At the Radiological Society of North America (RSNA) 105th Scientific Assembly and Annual Meeting that took place towards the end of 2019, the use of gaming in imaging informatics and radiology was discussed by Elad Walach, the CEO of Aidoc; Dr. Irena Tocino, vice-chair of imaging informatics at New Haven Health, CT; and Dr. Paul Chang, professor and vice-chair of the Department of Radiology at the University of Chicago. Their discussion focused on the core elements of artificial intelligence (AI) in radiology as well as on how gaming can be used to enhance workflow and improve results.
Workflow integration can mean two very different things – how it works within PACS and how it works within the workplace. What’s interesting is clinical workflow integration and how this has been influenced by gaming. At the end of the day, the workflow has to be used constantly by radiologists and one very important question worth asking is how gaming can be used in real-world scenarios to enhance the implementation of AI.
“When we designed the Philips PACS center, we ensured that it was contextually aware, that it didn’t have a lot of widgets and buttons,” says Chang. “We learned this from gaming. The reality is that when you use the EMR, it’s something you have to do, it’s your job. Gaming is a choice and the experience has to be seamless, engaging. In order to enhance the user experience for the radiologist, then, you need to design a platform that’s usable. When we were developing the center, we closed the lab and I forced all of my developers to play video games.”
The team purchased the games, played them for 15 minutes, understood the informatics principles and then would use this understanding to reshape design within radiology workflows. The reason? For Chang, it’s because the best usability and interfaces are built into video games because they have to be usable and interesting. Their success lies in their ability to engage the user – purchasing and investing time into a game is a choice. If the interface is poorly designed, nobody will play the game.
“These principles embedded within video games are important, they are an orchestration of technology and capability that gets results,” says Chang. “Their presentation state is designed to harmoniously orchestrate and push a particular world view or workflow model.

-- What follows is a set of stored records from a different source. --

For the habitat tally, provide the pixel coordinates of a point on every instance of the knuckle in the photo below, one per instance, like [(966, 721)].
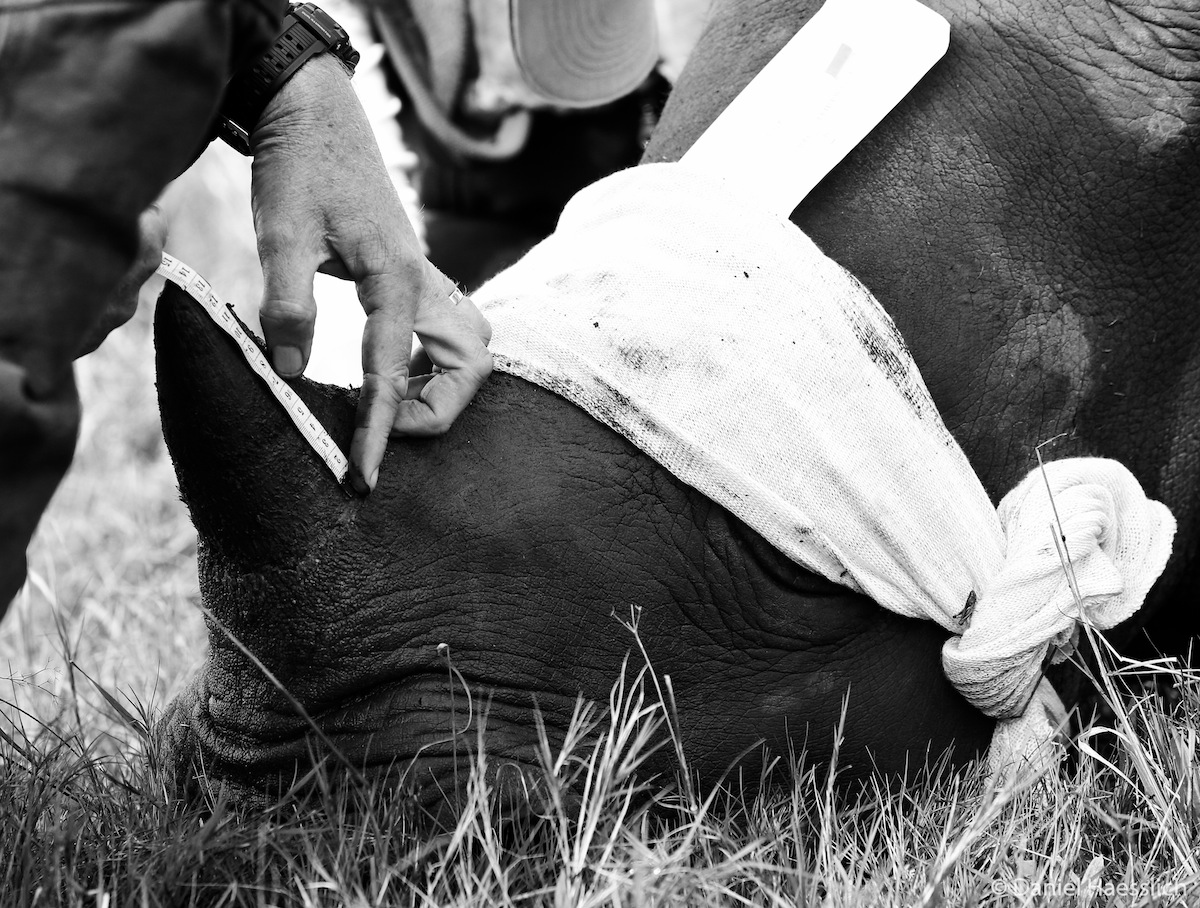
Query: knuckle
[(280, 311)]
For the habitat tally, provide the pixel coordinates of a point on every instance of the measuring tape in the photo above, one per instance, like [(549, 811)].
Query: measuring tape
[(187, 280)]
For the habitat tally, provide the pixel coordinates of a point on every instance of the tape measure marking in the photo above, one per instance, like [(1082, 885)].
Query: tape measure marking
[(186, 278)]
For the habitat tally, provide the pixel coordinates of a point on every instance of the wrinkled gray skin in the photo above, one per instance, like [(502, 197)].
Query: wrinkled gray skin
[(1025, 218)]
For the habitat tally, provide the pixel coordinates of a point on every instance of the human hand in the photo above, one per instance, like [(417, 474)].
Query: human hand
[(323, 202), (123, 302)]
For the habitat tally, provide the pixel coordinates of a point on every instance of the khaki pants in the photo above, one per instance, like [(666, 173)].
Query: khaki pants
[(102, 102)]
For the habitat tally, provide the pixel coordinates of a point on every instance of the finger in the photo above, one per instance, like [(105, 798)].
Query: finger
[(288, 311), (442, 398), (454, 335), (373, 420), (387, 346)]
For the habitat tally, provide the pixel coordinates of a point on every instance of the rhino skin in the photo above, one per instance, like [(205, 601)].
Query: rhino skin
[(1025, 218)]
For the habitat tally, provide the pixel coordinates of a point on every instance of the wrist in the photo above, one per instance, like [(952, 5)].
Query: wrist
[(307, 35)]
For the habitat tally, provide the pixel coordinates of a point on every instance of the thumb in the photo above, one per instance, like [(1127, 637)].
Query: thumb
[(288, 311)]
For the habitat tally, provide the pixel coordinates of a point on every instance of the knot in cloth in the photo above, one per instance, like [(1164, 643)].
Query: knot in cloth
[(726, 346)]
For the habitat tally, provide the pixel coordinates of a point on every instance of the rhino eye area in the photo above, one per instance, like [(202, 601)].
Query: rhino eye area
[(781, 569)]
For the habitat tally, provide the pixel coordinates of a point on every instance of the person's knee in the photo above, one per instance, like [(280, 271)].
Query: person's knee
[(37, 437)]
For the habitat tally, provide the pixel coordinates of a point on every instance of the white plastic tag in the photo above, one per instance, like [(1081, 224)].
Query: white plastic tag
[(819, 96)]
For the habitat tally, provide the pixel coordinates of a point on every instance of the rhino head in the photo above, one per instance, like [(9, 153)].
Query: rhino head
[(517, 540)]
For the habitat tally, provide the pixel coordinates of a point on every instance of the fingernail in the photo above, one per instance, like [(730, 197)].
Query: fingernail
[(288, 360)]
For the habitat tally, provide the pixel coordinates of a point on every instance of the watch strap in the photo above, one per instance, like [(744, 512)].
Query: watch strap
[(307, 30)]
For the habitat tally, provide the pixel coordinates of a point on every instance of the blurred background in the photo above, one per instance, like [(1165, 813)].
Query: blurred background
[(112, 588)]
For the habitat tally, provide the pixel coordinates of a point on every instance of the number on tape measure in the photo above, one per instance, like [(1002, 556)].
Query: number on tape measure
[(186, 278)]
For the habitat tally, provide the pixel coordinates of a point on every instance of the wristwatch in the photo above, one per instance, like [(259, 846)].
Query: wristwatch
[(307, 31)]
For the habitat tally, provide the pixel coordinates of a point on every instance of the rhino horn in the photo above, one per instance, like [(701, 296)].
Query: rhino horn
[(253, 486)]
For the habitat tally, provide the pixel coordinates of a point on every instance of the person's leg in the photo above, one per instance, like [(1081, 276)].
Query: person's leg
[(101, 103)]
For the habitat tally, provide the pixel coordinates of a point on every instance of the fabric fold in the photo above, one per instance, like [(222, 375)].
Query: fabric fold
[(727, 347)]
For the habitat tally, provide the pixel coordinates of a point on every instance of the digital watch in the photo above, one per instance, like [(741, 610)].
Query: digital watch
[(307, 31)]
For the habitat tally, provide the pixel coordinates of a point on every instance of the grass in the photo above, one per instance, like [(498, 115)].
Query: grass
[(108, 627)]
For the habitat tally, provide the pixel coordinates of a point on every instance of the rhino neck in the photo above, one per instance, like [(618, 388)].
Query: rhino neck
[(255, 488)]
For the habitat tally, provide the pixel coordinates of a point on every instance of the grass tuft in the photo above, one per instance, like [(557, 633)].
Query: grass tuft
[(106, 632)]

Now, as a radiologist, this is something that I would want to experience in my own workflows. When a startup starts talking about capability, I get worried. Solutions should be about more than just capability.”
The truth is that any potentially transformative technology is going to grow and evolve as it matures. Capability is great, but this is not what’s going to differentiate a system from another. What will make a solution stand out is its ability to deliver a workflow orchestration that’s harmonious and fits in with the way professional radiologists work. It has to be agile; it has to solve problems while engaging users, not alienating them with additional learning curves and complexities.

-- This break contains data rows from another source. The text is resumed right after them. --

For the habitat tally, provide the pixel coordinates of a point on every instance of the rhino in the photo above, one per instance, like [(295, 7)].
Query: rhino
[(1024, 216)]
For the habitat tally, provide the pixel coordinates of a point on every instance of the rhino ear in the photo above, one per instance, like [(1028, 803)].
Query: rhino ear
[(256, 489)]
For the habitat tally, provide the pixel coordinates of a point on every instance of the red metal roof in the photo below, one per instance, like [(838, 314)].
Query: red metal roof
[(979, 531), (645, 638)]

“No one size fits all, people are idiosyncratic with different workflows and approaches,” says Chang. “Companies need to understand that technology isn’t the only part of the process, it shouldn’t be what sits front and center. It has to orchestrate workflow just like a video game. Video games don’t separate the capability from the experience. You don’t sit and play a game and think, ‘Oh, wow, this is harmoniously integrated’.”

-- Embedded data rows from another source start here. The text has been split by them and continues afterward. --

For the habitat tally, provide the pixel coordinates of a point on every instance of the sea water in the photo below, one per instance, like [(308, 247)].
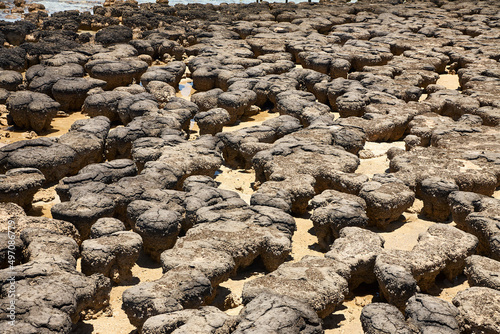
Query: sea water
[(86, 5)]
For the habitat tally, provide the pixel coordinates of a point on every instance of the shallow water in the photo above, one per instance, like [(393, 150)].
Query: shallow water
[(86, 5)]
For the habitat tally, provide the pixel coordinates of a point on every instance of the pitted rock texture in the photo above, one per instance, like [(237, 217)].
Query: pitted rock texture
[(337, 76)]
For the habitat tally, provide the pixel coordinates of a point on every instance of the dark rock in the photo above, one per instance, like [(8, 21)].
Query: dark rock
[(357, 248), (333, 211), (434, 193), (31, 110), (19, 185), (112, 255), (106, 226), (207, 319), (318, 282), (54, 160), (431, 314), (116, 72), (386, 200), (482, 271), (104, 104), (71, 93), (10, 80), (277, 314), (381, 318), (114, 35), (177, 289)]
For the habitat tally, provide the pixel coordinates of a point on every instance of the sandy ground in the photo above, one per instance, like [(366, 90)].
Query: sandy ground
[(401, 235)]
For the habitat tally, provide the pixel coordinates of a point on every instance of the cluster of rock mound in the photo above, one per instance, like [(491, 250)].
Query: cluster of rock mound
[(132, 178)]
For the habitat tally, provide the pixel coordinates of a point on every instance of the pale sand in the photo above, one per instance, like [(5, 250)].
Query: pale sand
[(59, 126)]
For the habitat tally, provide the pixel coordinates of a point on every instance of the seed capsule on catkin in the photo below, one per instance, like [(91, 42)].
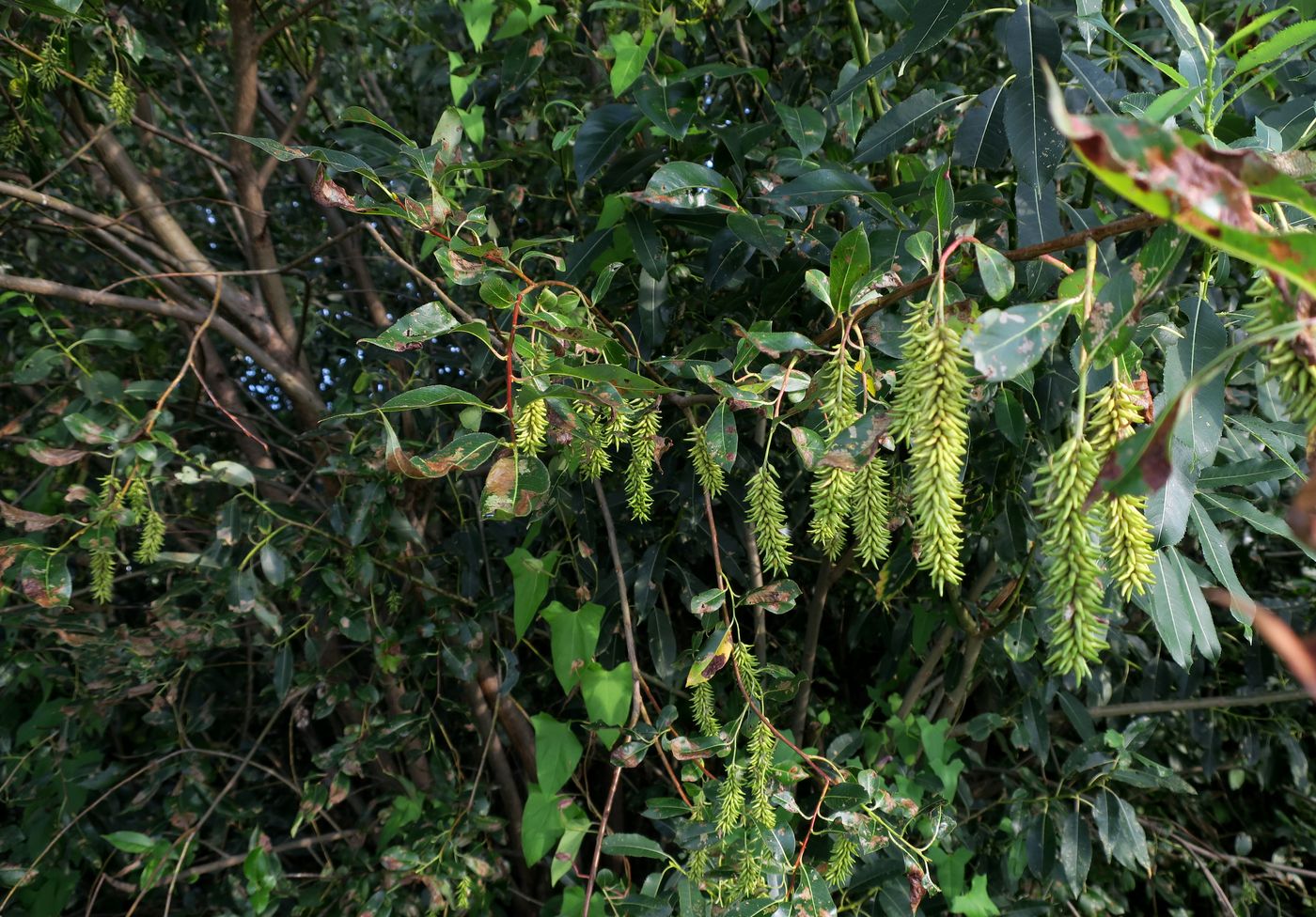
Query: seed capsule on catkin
[(1073, 558)]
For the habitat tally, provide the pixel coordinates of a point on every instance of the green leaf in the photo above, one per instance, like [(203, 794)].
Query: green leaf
[(1278, 43), (607, 692), (1180, 611), (976, 901), (666, 102), (762, 233), (1032, 39), (822, 186), (415, 328), (805, 125), (602, 134), (1075, 848), (131, 842), (677, 177), (1120, 832), (556, 753), (629, 61), (515, 487), (541, 825), (1006, 342), (996, 272), (980, 140), (647, 242), (530, 581), (572, 640), (851, 260), (632, 845), (723, 440), (899, 125)]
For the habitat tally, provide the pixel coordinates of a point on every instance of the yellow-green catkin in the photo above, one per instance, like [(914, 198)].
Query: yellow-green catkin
[(762, 748), (532, 425), (711, 475), (870, 511), (839, 864), (931, 413), (1125, 532), (122, 99), (1292, 364), (730, 800), (1073, 557), (640, 470), (767, 520), (832, 486), (151, 524), (704, 707)]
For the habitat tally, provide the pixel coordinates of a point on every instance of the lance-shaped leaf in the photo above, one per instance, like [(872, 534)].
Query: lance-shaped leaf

The algorithms will change, the technology will adapt and evolve, the capability will shift in alignment with market, demand, and need. These factors will constantly be in flux throughout any solution lifecycle but without the gamification of the user experience, the solution will create friction. There have to be user-friendly, engaging and immersive design features that allow for improved and individualistic usage of system and workflow integration.
“You take a radiologist, a data scientist and an entrepreneur and you put them in the room and they’re all smart, they’re all creating something new and intelligent,” says Chang. “But are they creating something that listens to the user?”
Dr Tocino adds: “I don’t care how sensitive it is, what I want is the company to think in three dimensions. Deploy the algorithms, do the technology, but work with us so that the algorithms are deployed with common sense and are evidence-based. Take the different elements into consideration and make the experience seamless so that I don’t even know it’s there.”
For Tocino, it’s essential that any new implementation or innovation within the imaging informatics space be developed with design thinking and relevance in mind. It has to be more than just another toy, another idea, but something that can do what it says on the tin in a way that transforms usage and workflow. It’s about reducing the friction felt by practitioners, removing the widgets and the buttons and replacing them with simple and accessible tools.
Gaming is a choice. It’s also powered by that choice in terms of innovation and engagement. Games are played by radiologists, by specialists, by IT guys and by sales clerks. It’s not a niche group anymore because it’s immersive and captivating. So, make it a choice for the radiologist. Let the systems that leverage the new technologies tug on the design thinking of games to create solutions that make workflows interesting and individualistic.
“Make it do what it’s meant to do, make it interesting, but don’t make it an annoyance,” says Tocino.
For Chang, it’s the user experience. “What are you playing? What did you choose? That’s the freedom of gaming. With your EMR that’s your job. Now we need to make the latter the same as the former because it will tug out the unwieldy elements to create experiences that get results,” he concludes.